Sorveteiro brasileiro que usa frutas de assentamentos do MST é destaque em Paris

Talis Andrade

 

O copinho no qual os sorvetes da Gelado do Campo, de Francisco Sant'Ana, são servidos é comestível, feito de mandioca, e biodegradável. Uma tecnologia 100% brasileira
O copinho no qual os sorvetes da Gelado do Campo, de Francisco Sant'Ana, são servidos é comestível, feito de mandioca, e biodegradável. Uma tecnologia 100% brasileira © Paloma Varón / RFI

 

A terceira edição do Salão da Pâtisserie francesa, que acontece de 17 a 19 de junho em Paris, acolhe em 6.000 m² os melhores confeiteiros da França e apenas um estrangeiro: o chef glacier - também conhecido como sorveteiro - brasileiro Francisco Sant'Ana. Em parceria com o Movimento dos Trabalhadores Rurais sem Terra (MST), Sant'Ana traz à terra da gastronomia o que há de melhor no Brasil, com frutas e matérias-primas orgânicas produzidas nos assentamentos do MST. 
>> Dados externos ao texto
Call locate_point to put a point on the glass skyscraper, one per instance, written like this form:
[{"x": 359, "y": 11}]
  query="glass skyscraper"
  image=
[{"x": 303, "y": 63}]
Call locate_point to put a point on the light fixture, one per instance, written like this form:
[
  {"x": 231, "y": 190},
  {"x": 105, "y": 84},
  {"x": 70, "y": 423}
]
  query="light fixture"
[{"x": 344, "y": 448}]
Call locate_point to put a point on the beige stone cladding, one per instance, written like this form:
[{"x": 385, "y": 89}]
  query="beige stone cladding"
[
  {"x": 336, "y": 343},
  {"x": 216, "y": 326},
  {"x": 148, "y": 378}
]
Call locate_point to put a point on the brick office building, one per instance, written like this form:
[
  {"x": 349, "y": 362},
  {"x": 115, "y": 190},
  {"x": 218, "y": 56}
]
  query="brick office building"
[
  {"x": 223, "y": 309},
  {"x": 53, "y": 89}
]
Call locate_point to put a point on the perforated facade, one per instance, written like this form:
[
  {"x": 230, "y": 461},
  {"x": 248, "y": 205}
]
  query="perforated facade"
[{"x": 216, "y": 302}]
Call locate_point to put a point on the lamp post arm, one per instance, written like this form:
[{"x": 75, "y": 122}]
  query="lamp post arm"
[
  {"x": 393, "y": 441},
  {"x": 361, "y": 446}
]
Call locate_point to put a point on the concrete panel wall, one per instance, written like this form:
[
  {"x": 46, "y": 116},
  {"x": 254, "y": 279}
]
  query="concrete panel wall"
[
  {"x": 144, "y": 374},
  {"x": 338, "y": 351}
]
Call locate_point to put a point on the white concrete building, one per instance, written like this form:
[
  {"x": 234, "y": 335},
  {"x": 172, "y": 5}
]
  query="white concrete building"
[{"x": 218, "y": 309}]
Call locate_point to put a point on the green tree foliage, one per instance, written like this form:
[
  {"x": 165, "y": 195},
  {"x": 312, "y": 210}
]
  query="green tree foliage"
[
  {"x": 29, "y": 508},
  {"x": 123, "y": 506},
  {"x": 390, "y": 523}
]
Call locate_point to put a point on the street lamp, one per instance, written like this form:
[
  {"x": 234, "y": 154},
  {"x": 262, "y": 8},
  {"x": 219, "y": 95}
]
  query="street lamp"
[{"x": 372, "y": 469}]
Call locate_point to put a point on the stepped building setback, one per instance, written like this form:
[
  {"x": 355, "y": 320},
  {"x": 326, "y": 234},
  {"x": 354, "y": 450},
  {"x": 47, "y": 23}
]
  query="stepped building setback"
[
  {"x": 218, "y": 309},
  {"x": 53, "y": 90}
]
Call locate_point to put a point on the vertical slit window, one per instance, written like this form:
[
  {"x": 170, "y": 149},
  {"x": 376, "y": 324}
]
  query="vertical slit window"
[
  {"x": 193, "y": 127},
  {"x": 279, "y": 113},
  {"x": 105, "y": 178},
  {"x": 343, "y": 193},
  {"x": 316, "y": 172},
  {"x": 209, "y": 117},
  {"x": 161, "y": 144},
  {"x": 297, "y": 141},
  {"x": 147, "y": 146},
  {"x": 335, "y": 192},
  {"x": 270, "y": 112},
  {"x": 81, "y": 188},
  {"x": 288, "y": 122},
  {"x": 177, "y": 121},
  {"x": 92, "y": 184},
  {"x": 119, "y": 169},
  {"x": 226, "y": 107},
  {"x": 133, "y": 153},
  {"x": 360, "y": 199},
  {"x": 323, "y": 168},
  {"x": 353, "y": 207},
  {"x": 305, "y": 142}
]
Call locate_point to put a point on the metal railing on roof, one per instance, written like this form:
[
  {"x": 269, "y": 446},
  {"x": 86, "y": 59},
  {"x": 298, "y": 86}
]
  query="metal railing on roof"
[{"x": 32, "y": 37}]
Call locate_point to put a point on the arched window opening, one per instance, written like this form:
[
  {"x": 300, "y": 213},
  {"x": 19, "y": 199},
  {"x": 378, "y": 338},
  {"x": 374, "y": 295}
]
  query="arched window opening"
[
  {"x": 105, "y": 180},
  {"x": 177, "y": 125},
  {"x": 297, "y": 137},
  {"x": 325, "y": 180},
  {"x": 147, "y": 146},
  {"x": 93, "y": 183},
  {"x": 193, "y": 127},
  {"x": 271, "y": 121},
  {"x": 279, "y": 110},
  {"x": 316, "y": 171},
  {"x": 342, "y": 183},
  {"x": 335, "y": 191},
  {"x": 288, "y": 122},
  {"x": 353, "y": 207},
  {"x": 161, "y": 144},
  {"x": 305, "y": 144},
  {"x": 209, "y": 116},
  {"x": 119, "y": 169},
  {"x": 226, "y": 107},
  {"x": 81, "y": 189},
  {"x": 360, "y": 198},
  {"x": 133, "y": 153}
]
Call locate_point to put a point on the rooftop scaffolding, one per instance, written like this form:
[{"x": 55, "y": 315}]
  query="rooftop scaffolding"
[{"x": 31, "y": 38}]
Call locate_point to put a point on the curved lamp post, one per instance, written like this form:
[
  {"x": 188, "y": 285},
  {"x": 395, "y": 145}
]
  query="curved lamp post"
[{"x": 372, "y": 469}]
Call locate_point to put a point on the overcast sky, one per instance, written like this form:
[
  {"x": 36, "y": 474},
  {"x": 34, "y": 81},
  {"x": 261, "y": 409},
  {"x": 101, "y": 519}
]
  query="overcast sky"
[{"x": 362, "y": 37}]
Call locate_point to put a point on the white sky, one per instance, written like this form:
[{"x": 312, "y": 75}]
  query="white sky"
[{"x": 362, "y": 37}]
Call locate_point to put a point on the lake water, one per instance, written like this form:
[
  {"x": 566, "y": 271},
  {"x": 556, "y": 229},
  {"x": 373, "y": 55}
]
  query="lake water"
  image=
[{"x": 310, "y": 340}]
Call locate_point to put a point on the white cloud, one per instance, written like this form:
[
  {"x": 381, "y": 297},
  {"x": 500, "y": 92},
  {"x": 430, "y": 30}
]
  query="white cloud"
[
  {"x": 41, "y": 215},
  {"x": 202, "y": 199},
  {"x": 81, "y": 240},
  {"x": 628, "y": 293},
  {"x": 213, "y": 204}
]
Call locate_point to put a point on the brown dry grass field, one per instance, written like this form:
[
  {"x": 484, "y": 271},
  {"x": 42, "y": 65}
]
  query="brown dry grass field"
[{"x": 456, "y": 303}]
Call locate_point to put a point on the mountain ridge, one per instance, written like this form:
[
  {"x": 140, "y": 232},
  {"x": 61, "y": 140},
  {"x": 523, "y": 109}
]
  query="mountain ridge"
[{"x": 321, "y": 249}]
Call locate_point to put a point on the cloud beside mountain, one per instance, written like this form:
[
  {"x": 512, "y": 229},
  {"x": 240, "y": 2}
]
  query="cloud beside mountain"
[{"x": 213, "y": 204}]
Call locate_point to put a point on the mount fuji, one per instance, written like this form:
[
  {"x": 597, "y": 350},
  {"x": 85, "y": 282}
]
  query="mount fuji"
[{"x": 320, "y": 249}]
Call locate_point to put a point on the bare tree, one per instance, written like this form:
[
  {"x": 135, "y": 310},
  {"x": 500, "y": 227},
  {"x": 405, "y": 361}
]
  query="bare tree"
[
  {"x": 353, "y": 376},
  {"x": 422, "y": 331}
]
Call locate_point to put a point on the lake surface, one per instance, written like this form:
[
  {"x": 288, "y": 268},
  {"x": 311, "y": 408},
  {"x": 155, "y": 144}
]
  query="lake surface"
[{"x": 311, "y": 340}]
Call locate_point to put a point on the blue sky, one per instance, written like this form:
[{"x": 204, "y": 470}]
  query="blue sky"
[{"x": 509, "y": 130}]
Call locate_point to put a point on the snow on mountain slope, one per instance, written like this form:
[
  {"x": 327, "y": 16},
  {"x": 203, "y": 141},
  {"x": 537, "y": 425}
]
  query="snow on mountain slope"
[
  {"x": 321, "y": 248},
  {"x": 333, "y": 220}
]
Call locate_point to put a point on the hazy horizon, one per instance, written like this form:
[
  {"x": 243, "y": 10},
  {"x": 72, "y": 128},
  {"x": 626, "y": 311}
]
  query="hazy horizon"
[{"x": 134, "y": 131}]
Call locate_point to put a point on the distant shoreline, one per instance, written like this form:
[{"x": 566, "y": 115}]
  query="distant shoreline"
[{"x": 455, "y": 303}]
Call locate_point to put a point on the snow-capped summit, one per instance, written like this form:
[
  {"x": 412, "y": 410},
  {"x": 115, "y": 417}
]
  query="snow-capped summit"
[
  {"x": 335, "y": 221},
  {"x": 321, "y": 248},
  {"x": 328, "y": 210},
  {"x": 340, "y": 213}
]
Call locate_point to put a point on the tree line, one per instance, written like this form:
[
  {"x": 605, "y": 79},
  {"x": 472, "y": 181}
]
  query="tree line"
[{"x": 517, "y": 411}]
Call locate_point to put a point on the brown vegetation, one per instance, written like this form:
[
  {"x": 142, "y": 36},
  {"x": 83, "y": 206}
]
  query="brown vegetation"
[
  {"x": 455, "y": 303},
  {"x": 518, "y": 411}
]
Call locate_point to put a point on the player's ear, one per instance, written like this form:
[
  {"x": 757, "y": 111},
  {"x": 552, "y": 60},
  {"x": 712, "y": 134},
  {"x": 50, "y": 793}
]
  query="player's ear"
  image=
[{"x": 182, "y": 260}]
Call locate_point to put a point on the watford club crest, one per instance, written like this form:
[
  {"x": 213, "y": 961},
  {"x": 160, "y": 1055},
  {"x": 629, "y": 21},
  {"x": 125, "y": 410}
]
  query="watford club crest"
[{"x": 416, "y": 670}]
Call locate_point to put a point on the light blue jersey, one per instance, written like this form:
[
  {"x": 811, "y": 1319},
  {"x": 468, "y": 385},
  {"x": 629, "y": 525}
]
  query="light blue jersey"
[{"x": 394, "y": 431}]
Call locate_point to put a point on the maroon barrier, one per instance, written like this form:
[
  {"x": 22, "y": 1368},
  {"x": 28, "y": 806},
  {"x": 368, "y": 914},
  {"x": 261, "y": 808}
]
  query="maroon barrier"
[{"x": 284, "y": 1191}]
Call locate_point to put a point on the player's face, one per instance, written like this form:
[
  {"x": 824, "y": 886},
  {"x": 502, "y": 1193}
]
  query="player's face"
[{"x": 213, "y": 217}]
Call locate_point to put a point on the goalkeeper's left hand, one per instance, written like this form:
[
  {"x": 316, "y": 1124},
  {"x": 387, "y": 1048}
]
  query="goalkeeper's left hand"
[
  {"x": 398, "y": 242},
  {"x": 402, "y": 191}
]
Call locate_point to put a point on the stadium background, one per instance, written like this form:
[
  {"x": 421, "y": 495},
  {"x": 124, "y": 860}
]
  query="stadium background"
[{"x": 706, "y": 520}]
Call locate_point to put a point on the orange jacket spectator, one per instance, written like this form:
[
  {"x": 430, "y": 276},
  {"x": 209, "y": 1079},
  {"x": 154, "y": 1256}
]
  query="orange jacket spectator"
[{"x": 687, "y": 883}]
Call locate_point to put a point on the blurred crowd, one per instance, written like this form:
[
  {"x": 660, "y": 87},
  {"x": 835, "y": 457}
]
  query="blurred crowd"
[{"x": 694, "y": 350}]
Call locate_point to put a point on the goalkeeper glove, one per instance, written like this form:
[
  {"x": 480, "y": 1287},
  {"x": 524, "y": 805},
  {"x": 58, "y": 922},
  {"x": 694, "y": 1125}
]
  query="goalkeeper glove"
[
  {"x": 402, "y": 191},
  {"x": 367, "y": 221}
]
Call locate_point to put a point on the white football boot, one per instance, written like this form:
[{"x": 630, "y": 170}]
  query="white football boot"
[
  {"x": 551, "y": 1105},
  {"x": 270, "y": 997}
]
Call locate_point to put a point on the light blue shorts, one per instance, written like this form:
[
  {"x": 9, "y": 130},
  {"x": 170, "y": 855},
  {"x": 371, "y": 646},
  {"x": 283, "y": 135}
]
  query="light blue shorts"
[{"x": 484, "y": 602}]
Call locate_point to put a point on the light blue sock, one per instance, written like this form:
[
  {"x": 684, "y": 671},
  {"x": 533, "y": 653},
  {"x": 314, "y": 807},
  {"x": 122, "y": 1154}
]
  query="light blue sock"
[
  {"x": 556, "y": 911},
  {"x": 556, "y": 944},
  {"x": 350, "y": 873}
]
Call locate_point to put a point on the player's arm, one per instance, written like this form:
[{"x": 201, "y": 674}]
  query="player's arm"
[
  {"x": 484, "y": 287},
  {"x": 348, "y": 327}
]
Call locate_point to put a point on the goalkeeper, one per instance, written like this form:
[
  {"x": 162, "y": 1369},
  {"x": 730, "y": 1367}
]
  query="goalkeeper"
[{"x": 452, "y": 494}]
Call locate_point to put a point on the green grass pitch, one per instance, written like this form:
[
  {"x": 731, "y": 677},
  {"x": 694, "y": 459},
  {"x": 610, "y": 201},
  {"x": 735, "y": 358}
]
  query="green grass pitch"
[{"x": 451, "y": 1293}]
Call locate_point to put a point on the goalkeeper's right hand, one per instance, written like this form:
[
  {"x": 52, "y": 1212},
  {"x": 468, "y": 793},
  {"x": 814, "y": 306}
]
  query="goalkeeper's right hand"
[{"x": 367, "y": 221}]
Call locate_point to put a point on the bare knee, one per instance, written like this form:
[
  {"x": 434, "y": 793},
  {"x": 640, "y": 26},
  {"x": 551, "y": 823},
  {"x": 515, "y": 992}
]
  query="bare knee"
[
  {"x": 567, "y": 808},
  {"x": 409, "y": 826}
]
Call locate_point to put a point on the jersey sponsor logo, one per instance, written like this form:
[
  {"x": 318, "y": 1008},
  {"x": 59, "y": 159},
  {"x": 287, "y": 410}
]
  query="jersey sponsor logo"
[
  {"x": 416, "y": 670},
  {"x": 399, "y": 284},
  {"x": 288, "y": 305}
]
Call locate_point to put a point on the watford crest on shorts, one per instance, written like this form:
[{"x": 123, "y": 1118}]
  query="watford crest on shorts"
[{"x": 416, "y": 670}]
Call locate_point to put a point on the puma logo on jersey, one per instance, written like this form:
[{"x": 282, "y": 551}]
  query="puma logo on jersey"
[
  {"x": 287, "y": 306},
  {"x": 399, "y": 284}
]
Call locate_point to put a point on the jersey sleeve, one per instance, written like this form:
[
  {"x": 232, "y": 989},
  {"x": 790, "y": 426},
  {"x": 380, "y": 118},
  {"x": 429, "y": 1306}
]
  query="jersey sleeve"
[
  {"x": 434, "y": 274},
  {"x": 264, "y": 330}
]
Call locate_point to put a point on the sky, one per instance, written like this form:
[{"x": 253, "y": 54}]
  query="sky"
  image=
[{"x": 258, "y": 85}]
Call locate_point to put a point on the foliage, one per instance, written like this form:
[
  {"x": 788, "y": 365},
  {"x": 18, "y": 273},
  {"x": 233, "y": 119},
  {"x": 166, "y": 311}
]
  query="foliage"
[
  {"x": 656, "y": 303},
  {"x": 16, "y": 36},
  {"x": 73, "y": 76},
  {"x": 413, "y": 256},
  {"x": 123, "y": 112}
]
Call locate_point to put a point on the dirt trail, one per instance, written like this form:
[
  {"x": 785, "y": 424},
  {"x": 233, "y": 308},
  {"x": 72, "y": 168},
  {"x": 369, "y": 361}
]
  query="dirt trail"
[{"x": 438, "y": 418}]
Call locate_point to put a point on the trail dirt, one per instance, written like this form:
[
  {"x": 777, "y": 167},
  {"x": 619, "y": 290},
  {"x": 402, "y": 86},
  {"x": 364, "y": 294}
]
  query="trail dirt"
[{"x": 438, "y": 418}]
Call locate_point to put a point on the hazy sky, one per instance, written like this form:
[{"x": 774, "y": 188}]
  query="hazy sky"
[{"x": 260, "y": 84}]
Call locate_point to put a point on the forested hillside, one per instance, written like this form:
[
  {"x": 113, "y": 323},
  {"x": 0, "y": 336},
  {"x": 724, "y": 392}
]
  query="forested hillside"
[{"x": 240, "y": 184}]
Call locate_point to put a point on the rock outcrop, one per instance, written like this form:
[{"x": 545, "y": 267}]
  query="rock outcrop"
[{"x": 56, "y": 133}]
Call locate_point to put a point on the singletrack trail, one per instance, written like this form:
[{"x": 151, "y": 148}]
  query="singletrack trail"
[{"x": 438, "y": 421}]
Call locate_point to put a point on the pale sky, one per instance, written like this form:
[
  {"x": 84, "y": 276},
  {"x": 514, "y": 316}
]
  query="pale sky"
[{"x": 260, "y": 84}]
O chef glacier brasileiro Francisco Sant’Ana (esq.) e o diretor do Salão da Pâtisserie francesa Zakari Benkhadra na entrada do salão, em Paris
O chef glacier brasileiro Francisco Sant’Ana (esq.) e o diretor do Salão da Pâtisserie francesa Zakari Benkhadra na entrada do salão, em Paris © Paloma Varón / RFI

 

Paloma Varón, da RFI, em Paris

Para Zakari Benkhadra, fundador e diretor do Salão, convidar Francisco para um evento essencialmente francês foi natural, devido à excelência do brasileiro: "Eu conheço o Francisco há dez anos. Nos encontramos quando eu era diretor-geral da Escola Nacional Superior de Pâtisserie e ele veio estudar nesta escola, onde ficou três anos. Ele adorou, virou parte da nossa família, encontrou os melhores chefs da França na nossa escola e estabeleceu uma ótima relação com eles. Então ele rodou todo o país para aprender as técnicas e o savoir faire de cada região, de cada chef".

"Depois, ele voltou ao Brasil para fundar a sua própria escola de chef glacier, a Escola do Sorvete. Eu tive a honra e o privilégio de visitar sua escola duas vezes e a achei formidável. Eu fiquei muito orgulhoso de Francisco ter realizado isso em São Paulo. Ele sempre teve uma preocupação com o natural, o orgânico, o sustentável, o local, então esta parceria com o MST vem ao encontro de seu ideal", continua o diretor do evento, sobre seu ex-pupilo.

 

Amor pelo sorvete e pelos produtos naturais 

Para Francisco, "é uma honra ser convidado ao salão em Paris e poder contar um pouco de sua história com produtos nacionais". A Escola de Sorvete, que forma de 500 a 600 alunos por ano, "demonstra o meu amor pelo sorvete e pelos produtos naturais". 

Ele conta que a parceria com o MST surgiu quando já tinha fundado a Escola do Sorvete e era cliente do movimento. "Eu já comprava os produtos deles há um bom tempo e o [João Pedro] Stédile ficou encantado com a Escola do Sorvete. Então pensamos juntos: por que não fazer uma sorveteria popular, uma sorveteria que venha da agricultura familiar, que tenha produtos orgânicos, que seja única no mundo? Porque não existe uma sorveteria com ideologia, a nossa vai ser a única no mundo, tratando sempre o homem do campo com o respeito que ele merece". 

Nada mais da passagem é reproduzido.